1. Field of Invention
The present invention generally relates to a method for fabricating a dynamic random access memory (DRAM), and more particularly to a method for fabricating interconnects of a DRAM.
2. Description of Related Art
Dynamic random access memory (DRAM) is a widely used integrated circuit device, which plays an indispensable role in the electronic industry. FIGS. 1A and 1B are diagrammatic cross-sectional views showing successive stages of a conventional method for fabricating interconnects of a DRAM cell. With reference first to FIG. 1A, a semiconductor substrate 10 is provided, in which a plurality of insulating structures 20, for example, shallow trench isolation structures, are formed to isolate active areas. A plurality of transistor gates are subsequently formed on the substrate, which consist of a first doped polysilicon layer 30 and a tungsten silicide layer 40. A silicon nitride layer 50 and a spacer 60 surrounding the gate are successively formed for every transistor. Also, a bit line consisting of a second doped polysilicon layer 210 and a tungsten silicide layer 220 are formed to contact a source/drain region. A first insulating layer 230 is deposited and patterned to form an opening 240 to expose the source/drain region on the substrate.
With reference to FIG. 1B, a third doped polysilicon layer 250 is formed on the substrate, covering and filling the opening 240. The third doped polysilicon layer is then patterned to form a lower electrode 250 of a capacitor. After that, a hemispherical grain (HSG) layer 260 is formed on the surface of the lower electrode 250 to increase the surface coverage for the capacitor, and consequently the charging capacity. A capacitive dielectric layer (not shown), for example, a multi-layer structure of oxide/nitride/oxide (ONO), is formed on the surface of the HSG layer 260. The capacitive dielectric layer is formed by growing a thin oxide layer on the rough surface of the third doped polysilicon layer. Subsequently, a thin silicon nitride layer is deposited on the silicon oxide layer by using a chemical vapor deposition (CVD) method. Finally, a thermal oxidation process is performed to oxidize the surface of the silicon nitride layer to form the ONO structure. Subsequently, a fourth doped polysilicon layer is deposited and patterned to form an upper electrode 270 of the capacitor. Finally, a second insulating layer 280 is deposited on the substrate.

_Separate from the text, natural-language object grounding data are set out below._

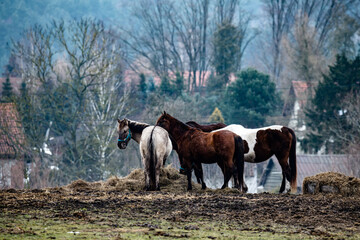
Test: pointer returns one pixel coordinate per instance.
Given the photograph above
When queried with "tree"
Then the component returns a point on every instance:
(7, 92)
(280, 14)
(142, 88)
(225, 49)
(179, 84)
(250, 99)
(327, 110)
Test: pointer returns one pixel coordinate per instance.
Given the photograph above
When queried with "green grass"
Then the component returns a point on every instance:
(38, 226)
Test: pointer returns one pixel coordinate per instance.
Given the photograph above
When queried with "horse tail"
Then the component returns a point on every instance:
(292, 162)
(152, 160)
(239, 160)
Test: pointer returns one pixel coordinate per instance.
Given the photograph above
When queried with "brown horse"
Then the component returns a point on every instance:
(195, 147)
(263, 143)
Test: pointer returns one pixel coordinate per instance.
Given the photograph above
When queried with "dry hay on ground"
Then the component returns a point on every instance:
(331, 182)
(170, 181)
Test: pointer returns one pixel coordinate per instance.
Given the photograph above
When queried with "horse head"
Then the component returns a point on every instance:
(124, 133)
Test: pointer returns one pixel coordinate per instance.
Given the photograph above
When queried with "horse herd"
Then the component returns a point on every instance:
(228, 146)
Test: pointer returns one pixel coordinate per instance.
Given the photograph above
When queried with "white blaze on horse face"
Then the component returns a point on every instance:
(249, 135)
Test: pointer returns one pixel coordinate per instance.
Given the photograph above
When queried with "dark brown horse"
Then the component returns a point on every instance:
(263, 143)
(195, 147)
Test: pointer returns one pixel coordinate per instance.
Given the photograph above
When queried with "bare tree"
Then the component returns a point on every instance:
(280, 14)
(350, 134)
(74, 74)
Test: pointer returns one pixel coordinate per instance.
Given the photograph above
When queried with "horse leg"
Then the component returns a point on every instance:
(199, 175)
(282, 188)
(157, 177)
(187, 166)
(286, 172)
(147, 180)
(146, 173)
(227, 175)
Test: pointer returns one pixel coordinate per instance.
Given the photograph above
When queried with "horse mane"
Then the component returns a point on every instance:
(180, 123)
(206, 128)
(137, 127)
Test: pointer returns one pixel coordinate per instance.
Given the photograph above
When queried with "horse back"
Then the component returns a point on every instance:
(206, 128)
(160, 140)
(208, 147)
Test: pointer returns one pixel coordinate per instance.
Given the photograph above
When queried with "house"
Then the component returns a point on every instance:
(307, 165)
(12, 138)
(133, 77)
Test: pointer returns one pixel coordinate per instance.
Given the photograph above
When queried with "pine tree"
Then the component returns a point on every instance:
(225, 49)
(250, 99)
(327, 110)
(142, 87)
(179, 84)
(7, 91)
(165, 87)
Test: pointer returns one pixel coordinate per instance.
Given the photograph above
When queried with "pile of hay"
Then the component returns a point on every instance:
(331, 182)
(170, 181)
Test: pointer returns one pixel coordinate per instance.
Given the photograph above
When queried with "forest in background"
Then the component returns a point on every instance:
(208, 61)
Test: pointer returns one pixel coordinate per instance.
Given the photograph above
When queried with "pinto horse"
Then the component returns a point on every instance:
(154, 144)
(195, 147)
(263, 143)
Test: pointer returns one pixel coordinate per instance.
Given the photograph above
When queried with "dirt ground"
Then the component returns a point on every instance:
(328, 216)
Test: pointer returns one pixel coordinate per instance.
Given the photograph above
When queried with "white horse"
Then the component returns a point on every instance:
(154, 144)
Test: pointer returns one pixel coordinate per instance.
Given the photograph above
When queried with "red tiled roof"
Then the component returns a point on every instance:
(11, 133)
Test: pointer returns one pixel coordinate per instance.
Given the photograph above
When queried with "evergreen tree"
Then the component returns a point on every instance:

FIG. 2 is a diagrammatic cross-sectional view of a peripheral circuit of a DRAM showing a conventional method for fabricating interconnects. Note that the fabrication of a DRAM cell and the peripheral circuit of the DRAM are simultaneously performed. That is, a semiconductor substrate 10 is first provided, on which a plurality of transistor gates are formed, which consist of a first doped polysilicon layer 30 and a tungsten silicide layer 40. A silicon nitride layer 50 on the transistor gate and a spacer 60 surrounding the transistor gate are subsequently formed. A first insulating layer 230 and a second insulating layer 280 are successively deposited and patterned to form a plurality of contact windows. Finally, the contact windows are filled with tungsten to form interconnects 300. Unfortunately, problems arise when filling the contact windows with a metal barrier material or tungsten because of a higher aspect ratio of the contact windows.
Conventional methods for fabricating interconnects of a DRAM generally form contact windows required by the peripheral circuits at the last stage. Since the contact windows for forming interconnects generally have a small cross section and great depth, the fabricating complexities therefore increase as the aspect ratio of the contact windows increases, which implies an inferior production efficiency. Particularly, node contact windows are generally fabricated with a small opening according to the design rules, which typically require a taper etching to perform this task. The taper etching, however, creates a problem of having a higher resistance for the node contact window. A higher step height of the contact window also creates problems for filling a metal barrier material, for example, titanium/titanium nitride (Ti/Tin), into the contact windows. In addition, the higher aspect ratio of a deep trench also makes it very difficult to fill tungsten into the contact window, resulting in a higher resistance value for the contact windows.
In addition, bit line interconnects are conventionally fabricated using polysilicon. Since the resistance of the bit line interconnects using polysilicon is higher than that using tungsten, a higher power dissipation and a slow operating speed will occur.